I think the best utility for this is too use the ForFiles command. Comes standard on most Windows Server installations. I believe you can get it from the server resource kits.

I believe by default the date you are trying to display is the last modified date and time. Not the date and time created.


----------



## StudMuffin (Jan 17, 2011)

so something like this to delete folders older than 5 days? 
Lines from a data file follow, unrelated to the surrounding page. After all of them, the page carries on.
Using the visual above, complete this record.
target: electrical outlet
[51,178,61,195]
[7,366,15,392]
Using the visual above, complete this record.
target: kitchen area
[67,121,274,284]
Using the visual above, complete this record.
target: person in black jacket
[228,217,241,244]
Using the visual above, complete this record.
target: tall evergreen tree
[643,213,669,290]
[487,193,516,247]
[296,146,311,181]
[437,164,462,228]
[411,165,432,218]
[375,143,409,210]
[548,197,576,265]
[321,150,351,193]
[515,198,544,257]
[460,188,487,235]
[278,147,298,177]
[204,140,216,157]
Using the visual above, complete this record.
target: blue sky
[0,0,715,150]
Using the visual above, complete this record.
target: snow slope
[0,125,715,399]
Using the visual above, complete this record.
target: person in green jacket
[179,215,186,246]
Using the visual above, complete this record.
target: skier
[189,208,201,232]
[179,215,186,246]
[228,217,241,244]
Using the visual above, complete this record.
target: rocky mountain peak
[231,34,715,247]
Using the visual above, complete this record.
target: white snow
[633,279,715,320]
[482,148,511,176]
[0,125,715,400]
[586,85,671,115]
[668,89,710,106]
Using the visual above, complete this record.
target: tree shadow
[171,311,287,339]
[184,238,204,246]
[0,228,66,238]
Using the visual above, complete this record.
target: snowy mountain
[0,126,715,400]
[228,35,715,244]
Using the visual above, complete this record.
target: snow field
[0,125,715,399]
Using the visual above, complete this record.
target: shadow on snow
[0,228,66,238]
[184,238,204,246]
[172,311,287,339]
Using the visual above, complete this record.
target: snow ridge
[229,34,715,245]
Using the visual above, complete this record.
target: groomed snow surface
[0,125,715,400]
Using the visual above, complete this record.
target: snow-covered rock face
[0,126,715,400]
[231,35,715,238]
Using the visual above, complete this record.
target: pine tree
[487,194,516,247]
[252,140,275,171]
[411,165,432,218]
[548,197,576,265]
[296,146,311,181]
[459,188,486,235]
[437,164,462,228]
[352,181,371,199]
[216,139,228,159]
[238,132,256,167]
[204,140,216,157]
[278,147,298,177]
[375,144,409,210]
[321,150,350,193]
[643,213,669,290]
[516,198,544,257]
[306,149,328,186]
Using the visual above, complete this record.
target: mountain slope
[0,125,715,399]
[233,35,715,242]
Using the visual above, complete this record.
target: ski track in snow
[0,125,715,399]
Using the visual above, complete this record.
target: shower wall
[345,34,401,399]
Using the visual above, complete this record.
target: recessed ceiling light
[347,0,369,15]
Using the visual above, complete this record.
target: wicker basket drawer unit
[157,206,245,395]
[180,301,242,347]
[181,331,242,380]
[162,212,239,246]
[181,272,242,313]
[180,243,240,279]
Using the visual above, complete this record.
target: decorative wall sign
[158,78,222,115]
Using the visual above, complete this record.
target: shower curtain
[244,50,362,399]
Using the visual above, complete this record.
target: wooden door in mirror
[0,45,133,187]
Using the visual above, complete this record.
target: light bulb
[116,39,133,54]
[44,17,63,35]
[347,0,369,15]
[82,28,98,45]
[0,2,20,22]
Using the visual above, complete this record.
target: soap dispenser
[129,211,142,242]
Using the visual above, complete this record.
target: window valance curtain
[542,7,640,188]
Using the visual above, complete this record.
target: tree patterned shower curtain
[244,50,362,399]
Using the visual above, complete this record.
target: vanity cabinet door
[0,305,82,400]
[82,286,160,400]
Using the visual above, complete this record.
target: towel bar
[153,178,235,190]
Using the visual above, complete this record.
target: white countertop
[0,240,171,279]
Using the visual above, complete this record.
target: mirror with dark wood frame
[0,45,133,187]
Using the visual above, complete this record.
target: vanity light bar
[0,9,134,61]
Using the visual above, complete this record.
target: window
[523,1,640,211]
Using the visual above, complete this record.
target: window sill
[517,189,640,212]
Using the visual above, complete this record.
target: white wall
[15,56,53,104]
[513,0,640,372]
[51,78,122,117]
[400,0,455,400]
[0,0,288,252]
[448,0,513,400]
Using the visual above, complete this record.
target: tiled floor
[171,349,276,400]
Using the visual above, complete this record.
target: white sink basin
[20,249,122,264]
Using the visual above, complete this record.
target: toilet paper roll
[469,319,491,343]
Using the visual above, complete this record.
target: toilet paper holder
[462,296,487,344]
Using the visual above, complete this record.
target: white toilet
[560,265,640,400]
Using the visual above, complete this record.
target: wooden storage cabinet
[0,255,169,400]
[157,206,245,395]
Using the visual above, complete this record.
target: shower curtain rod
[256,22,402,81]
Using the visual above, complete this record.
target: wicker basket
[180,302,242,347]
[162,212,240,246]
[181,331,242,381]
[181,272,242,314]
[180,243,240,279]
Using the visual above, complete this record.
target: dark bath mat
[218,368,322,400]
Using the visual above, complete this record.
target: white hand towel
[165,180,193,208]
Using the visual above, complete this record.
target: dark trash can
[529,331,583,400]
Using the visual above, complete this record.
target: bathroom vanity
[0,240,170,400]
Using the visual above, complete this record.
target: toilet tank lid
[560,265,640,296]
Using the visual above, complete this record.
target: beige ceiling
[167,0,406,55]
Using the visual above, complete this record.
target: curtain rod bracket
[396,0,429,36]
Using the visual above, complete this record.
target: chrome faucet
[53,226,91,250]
forfiles /p "e:\folder\" /c "cmd /c if @isdir==TRUE RMDIR /S /Q @path" /d -5

when i run it, after installing the server resource kit, cmd just repeats that line of code over and over and over and over


----------



## Squashman (Apr 4, 2003)

StudMuffin said:


> so something like this to delete folders older than 5 days?
> 
> forfiles /p "e:\folder\" /c "cmd /c if @isdir==TRUE RMDIR /S /Q @path" /d -5
> 
> when i run it, after installing the server resource kit, cmd just repeats that line of code over and over and over and over


Looks like the right syntax. I don't know if you have to have the slash at the end of the path or not.


----------



## StudMuffin (Jan 17, 2011)

any guidance on how to get forfiles to run on xp or how to get my previous script to work properly?

EDIT:
got forfiles running. have the following but it comes out 'can't execute' will continue playing

forfiles -pE:\folder -d-5 -c "CMD /c if @isdir==TRUE RMDIR /S /Q @path"


----------



## Squashman (Apr 4, 2003)

The older version of for files used dashes for switches. The newer version uses slashes.
Both of them work on XP if memory serves me corectly. You just need to use the correct syntax for the version you have.


----------